Long lines had begun forming outside bakeries across the country since Monday after industry insiders warned that the government had not extended a long-promised credit line for the subsidized good.

“I’ve been looking around since the morning but I couldn’t find any bread – there’s none at all,” Mohammad Mustapha, one shopper in the southern city of Sidon, told Reuters.

“I have small children to feed, and it’s Ramadan,” he said, referring to the holy month for Muslims in which day-long fasts are broken with evening meals.

Salam said the government would disburse $15.3 million in credit to importers as a “solution to the issue of subsidized bread.”

“This will give us a period of about two to three weeks before we need to open another credit line, which we had requested at $21 million,” Salam said.

He said the government was not currently considering lifting bread subsidies and would instead seek a $150 million agreement with the World Bank to improve food security because in the long term “we won’t be able to subsidize anything, much less bread.”

Lebanon is heavily reliant on food imports and pays for them in dollars, which have become increasingly difficult to obtain since its economy crashed in 2019.

Since then, the Lebanese pound has lost more than 90percent of its value while food prices have gone up more than elevenfold, according to the World Food Programme.

In a separate development, an explosion ripped through a building in southern Lebanon early on Tuesday, killing one person and wounding several others, a Lebanese security official said.
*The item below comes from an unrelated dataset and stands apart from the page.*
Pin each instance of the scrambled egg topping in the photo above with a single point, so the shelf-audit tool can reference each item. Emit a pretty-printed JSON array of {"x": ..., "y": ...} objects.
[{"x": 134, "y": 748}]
The blast in the town of Banaafoul, near the port city of Sidon, demolished the two-floor building that had served as the local municipality headquarters and a scout center for the Shiite Amal militia, headed by Parliament Speaker Nabih Berri.

According to the security official, the dead person was the son of the town’s mayor. Five people were injured, the official said, revising his earlier figure of seven wounded. It was not immediately clear what triggered the blast, which also caused material damage to nearby buildings and cars.